Alors que les géographes luttent pour adapter leurs approches traditionnelles à la nouvelle situation, des chercheurs sur les marges de la géographie sont en train d’explorer les nouvelles possibilités du sujet. Dans les sciences sociales, le Comte Constantin-François de Chassebœuf de Volney déchiffre l’impact relatif du climat, du sol et du gouvernement en Égypte, Syrie et Corse, et dans une mesure limitée, aux États-Unis, comme résultat de son intérêt pour les influences des facteurs extérieurs sur « l’homme », que ces facteurs soient naturels ou viennent du gouvernement. Bien que son travail soit incomplet et provisoire, Volney commence à développer une approche couvrant à la fois la nature et la société humaine, et plus particulièrement les relations entre elles, une approche que les géographes de l’époque auraient pu trouver libératrice s’ils lui avaient accordée une attention suffisante. En particulier, la signification que Volney attache avant 1802 au fait d’être présent sur les lieux et de voir par soi-même, ne trouble pas la plupart des géographes de cabinet français du début du XIXe siècle. Les géographes ont quelque opportunité de prendre note des idées de Volney lorsqu’il enseigne parallèlement à Mentelle et à Buache de la Neuville à l’École normale. Volney est l’un des guides principaux utilisés par les officiers durant l’expédition napoléonienne d’Égypte et par le Dépôt de la Guerre, si bien que les ingénieurs-géographes consultent Volney à nombre d’occasions, en particulier sur l’Égypte et ses noms de lieux. Volney semble avoir abandonné son travail de géographe à la suite de l’hostilité de Napoléon pour le type de critique sociale mené par les Idéologues. La fermeture de la « Classe des Sciences morales et politiques » de l’Institut provoque quelque chose comme une interruption dans les études civiles sur la société et les problèmes sociaux. À ce moment, Volney semble avoir perdu l’intérêt pour, ou l’incitation à étudier, de telles questions.

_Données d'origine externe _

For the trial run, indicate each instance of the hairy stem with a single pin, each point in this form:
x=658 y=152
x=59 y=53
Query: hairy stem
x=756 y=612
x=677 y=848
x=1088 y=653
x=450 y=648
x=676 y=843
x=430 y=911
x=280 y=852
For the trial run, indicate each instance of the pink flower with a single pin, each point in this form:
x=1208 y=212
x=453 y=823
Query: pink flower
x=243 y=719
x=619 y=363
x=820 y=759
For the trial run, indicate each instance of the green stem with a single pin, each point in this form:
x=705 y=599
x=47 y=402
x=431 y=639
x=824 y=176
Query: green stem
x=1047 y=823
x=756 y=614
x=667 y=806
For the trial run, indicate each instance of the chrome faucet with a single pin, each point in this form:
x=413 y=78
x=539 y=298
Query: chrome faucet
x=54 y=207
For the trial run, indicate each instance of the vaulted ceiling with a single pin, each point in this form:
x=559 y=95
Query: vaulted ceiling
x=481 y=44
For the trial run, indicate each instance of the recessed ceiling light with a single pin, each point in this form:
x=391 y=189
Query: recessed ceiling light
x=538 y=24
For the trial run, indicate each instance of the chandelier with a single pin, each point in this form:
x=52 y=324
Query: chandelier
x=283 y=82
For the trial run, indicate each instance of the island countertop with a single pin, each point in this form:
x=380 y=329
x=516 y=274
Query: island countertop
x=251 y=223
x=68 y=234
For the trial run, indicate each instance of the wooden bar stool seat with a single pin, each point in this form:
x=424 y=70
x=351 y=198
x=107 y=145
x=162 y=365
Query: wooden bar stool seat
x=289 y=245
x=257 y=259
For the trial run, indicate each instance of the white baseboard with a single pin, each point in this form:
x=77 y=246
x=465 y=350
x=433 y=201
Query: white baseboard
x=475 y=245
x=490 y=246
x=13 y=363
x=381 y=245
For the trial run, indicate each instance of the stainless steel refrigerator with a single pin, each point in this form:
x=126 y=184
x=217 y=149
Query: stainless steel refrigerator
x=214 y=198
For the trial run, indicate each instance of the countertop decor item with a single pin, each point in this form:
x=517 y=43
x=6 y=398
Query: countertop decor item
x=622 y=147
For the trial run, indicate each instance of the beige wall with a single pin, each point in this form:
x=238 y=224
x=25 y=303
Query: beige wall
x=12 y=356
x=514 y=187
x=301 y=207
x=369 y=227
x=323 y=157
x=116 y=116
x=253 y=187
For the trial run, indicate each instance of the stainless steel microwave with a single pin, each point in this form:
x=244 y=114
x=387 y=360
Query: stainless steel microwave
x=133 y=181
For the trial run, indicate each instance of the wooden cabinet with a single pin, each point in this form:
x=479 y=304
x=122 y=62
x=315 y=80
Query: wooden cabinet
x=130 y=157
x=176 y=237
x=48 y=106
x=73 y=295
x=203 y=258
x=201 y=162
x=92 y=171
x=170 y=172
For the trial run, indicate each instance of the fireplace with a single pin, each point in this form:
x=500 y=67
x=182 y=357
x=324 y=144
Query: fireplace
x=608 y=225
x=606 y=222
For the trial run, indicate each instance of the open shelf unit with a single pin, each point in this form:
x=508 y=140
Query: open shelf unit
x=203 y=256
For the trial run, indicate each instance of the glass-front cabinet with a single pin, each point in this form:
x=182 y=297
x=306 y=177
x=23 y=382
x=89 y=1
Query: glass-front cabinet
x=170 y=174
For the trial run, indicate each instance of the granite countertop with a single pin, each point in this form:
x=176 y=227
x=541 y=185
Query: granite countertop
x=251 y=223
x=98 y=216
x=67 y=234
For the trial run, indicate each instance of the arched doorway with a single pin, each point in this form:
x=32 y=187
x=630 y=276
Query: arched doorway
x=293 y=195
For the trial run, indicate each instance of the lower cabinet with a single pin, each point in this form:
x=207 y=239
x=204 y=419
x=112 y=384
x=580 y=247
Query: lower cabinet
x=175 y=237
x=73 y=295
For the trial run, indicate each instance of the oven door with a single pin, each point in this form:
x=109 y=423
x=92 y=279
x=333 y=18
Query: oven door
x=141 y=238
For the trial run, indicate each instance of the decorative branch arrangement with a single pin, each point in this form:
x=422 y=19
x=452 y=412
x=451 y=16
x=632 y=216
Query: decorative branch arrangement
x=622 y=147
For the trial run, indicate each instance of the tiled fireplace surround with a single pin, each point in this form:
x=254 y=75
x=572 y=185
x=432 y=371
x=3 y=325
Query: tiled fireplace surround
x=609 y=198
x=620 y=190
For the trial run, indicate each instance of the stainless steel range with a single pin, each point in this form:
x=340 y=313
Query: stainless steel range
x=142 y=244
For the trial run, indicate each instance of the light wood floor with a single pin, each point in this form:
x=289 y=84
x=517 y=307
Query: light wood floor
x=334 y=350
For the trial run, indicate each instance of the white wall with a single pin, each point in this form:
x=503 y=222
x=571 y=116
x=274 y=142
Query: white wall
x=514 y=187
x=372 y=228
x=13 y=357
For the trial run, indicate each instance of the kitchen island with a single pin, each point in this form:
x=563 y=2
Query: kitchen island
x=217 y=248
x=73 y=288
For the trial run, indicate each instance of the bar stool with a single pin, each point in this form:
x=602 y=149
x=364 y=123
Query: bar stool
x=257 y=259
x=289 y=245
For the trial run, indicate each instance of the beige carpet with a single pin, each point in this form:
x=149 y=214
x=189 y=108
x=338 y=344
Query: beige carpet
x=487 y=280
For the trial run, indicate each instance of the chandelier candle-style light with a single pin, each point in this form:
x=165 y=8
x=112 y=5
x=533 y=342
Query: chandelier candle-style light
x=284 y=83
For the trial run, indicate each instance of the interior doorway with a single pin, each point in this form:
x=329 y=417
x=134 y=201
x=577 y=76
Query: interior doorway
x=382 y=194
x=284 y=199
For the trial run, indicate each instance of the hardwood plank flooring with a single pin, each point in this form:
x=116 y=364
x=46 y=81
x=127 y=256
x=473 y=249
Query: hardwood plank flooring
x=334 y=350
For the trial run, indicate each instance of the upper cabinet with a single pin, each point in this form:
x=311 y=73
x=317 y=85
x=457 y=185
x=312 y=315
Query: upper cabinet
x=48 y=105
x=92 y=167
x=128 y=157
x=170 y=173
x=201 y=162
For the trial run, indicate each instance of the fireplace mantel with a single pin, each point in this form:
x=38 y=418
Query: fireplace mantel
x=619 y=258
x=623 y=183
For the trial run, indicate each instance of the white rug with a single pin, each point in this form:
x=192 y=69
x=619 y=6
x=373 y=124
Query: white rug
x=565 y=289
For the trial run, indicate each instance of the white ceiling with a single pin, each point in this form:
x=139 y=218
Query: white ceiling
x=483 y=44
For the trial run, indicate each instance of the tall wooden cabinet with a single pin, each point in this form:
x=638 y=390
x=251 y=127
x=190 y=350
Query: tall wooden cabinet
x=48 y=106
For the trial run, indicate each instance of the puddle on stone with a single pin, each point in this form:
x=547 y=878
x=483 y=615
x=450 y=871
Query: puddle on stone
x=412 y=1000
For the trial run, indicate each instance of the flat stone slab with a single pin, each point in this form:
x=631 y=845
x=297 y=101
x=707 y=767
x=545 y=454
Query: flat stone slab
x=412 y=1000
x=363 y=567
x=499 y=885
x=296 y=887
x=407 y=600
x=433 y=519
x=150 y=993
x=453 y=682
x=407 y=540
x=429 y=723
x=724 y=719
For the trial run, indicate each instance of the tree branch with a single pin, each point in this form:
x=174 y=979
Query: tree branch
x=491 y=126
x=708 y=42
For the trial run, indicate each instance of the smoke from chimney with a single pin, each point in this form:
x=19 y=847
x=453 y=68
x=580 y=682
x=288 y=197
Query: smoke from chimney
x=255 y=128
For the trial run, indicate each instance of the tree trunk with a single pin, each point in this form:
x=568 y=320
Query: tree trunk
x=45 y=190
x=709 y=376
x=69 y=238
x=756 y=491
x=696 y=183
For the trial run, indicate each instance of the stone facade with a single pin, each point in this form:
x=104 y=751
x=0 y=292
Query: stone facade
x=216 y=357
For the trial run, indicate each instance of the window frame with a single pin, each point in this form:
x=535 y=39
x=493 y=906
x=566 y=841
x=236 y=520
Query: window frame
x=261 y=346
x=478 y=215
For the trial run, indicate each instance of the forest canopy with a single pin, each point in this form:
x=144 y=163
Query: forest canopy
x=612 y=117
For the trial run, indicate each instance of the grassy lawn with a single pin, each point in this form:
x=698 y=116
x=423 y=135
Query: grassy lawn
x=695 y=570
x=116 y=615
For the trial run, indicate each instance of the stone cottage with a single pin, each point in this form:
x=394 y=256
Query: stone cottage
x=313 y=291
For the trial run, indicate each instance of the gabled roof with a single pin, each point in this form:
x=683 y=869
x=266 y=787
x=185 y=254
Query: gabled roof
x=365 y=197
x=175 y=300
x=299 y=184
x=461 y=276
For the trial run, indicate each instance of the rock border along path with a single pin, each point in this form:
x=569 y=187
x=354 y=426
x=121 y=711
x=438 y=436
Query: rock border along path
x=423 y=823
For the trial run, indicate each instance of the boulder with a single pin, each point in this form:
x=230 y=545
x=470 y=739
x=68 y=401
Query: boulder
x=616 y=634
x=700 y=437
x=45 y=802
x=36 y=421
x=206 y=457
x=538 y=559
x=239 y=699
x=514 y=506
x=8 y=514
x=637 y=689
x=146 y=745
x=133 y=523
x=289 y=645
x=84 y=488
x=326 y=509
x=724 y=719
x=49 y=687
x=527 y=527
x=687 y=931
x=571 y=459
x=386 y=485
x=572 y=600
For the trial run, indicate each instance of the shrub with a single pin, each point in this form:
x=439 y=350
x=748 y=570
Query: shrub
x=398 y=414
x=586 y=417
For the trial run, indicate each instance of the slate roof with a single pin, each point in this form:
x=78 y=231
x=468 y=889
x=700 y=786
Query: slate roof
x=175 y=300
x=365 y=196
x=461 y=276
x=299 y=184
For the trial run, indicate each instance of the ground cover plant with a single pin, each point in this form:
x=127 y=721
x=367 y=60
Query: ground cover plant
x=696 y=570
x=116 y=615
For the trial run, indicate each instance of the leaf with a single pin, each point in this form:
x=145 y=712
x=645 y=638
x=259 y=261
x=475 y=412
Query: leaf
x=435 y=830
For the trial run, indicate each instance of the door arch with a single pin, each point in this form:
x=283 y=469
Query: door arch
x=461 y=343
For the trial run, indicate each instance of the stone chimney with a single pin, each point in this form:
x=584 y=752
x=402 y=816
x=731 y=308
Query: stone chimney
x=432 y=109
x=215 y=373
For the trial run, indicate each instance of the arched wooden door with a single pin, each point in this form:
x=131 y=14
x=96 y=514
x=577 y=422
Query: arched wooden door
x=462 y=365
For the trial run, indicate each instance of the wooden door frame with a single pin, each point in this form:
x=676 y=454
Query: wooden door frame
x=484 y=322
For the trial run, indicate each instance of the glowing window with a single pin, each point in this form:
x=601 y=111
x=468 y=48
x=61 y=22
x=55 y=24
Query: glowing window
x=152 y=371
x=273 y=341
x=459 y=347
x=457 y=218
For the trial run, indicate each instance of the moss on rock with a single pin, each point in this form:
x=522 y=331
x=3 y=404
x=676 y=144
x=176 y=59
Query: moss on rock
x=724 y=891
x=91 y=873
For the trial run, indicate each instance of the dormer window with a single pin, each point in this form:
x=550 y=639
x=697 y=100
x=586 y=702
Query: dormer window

Les sources de l’intérêt de Chabrol de Volvic pour la société et les problèmes sociaux sont militaires et étatiques, comme le montrent son expérience et ses activités en Égypte, à Napoléonville et à Montenotte. Dans les deux dernières régions, il fait des expériences sur la circulation des gens et des biens et cherche à aménager l’espace pour mieux mettre en accord la région avec le nouveau territoire national/impérial. La géographie de Chabrol de Volvic est alors une géographie pratique, conçue et mise en pratique sur le terrain. Son travail est également un travail intellectuel et théorique novateur. C’est dans la ville de Paris et avec l’aide de géographes et du mathématicien Jean-Baptiste Fourier que Chabrol de Volvic organise et réalise un des premiers levers statistiques urbains dans le monde occidental. Cela implique bien plus que la collecte de statistiques : les Recherches statistiques sur la ville de Paris et le département de la Seine mettent en œuvre une analyse statistique sophistiquée, une forme de présentation supérieure de l’information quantitative et un type de pensée essentiels pour planifier l’usage futur d’espaces publics lourdement utilisés et parfois contestés.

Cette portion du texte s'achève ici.